PEEK Implants: Any thoughts on this new material?

There is a new material PEEK (polyetheretherketone) that has been used in experimental applications for implant fixtures in place of titanium alloy. The initial studies have demonstrated that it is not as stiff as titanium alloy implants and also has lower bone to implant contact in the short term. Any thoughts on the future for implant fixtures made out of this material?  Which implant manufacturers are developing this?

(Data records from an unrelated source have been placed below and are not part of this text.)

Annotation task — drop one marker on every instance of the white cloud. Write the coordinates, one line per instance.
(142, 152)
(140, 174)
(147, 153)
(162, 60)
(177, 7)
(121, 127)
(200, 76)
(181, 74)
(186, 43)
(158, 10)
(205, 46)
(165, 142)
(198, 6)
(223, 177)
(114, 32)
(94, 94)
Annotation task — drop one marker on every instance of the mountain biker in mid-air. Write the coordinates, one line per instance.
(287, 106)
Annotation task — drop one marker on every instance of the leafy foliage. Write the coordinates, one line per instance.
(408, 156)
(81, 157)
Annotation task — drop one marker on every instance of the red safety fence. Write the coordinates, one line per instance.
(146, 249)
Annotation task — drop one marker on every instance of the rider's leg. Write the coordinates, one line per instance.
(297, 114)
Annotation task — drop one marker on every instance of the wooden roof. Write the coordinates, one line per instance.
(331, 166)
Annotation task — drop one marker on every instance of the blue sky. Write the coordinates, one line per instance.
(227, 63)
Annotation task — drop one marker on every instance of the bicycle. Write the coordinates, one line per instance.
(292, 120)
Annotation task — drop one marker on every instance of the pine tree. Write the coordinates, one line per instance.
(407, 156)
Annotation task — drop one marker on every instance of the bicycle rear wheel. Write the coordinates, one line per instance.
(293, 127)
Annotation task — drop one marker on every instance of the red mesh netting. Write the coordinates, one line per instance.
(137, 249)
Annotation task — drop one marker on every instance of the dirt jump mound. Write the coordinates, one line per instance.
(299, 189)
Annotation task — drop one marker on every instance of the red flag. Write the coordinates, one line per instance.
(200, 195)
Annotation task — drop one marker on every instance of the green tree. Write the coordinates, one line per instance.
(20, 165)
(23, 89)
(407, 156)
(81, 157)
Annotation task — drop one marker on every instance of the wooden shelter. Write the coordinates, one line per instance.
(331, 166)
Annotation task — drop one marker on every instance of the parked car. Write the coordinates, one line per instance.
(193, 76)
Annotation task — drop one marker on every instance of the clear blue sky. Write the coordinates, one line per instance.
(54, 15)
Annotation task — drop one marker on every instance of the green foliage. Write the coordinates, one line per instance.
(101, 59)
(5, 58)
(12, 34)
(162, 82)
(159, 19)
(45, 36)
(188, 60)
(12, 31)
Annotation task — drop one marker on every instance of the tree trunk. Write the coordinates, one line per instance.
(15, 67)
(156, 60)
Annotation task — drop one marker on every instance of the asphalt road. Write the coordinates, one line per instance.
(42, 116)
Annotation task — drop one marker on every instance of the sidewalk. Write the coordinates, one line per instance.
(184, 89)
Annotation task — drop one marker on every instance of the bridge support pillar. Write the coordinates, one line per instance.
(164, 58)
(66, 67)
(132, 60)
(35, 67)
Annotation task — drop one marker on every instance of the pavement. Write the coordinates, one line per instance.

10 thoughts on “PEEK Implants: Any thoughts on this new material?

  1. CRS says:

    What’s the advantage? Color, strength, biocompatability? I saw some research on Zirconia (white implants) but only PEEK for healing abutments.

    • Rachel says:

      The zirconia implants vs PEEK implants were in the paper i posted the link to below. Yes I also know (white) PEEK from temporary abutments but I am sure I’ve started seeing it used for implant-suppported suprastructures and RPDs, for the frameworks instead of titanium or COCr. I think its PEEK… coz they are calling it Juvora polymer and its a different color.

      • Morten Corris says:

        I saw Juvora at a show in Germany last week. I asked what it was – it IS super pure PEEK so that’s why the beige colour. I’m not sure about using it for implants tho…,
        didnt see anything like that but the lab showing it had made partials and implant supported bars. Not much else is a strong as titanium so good to see alternative for bars.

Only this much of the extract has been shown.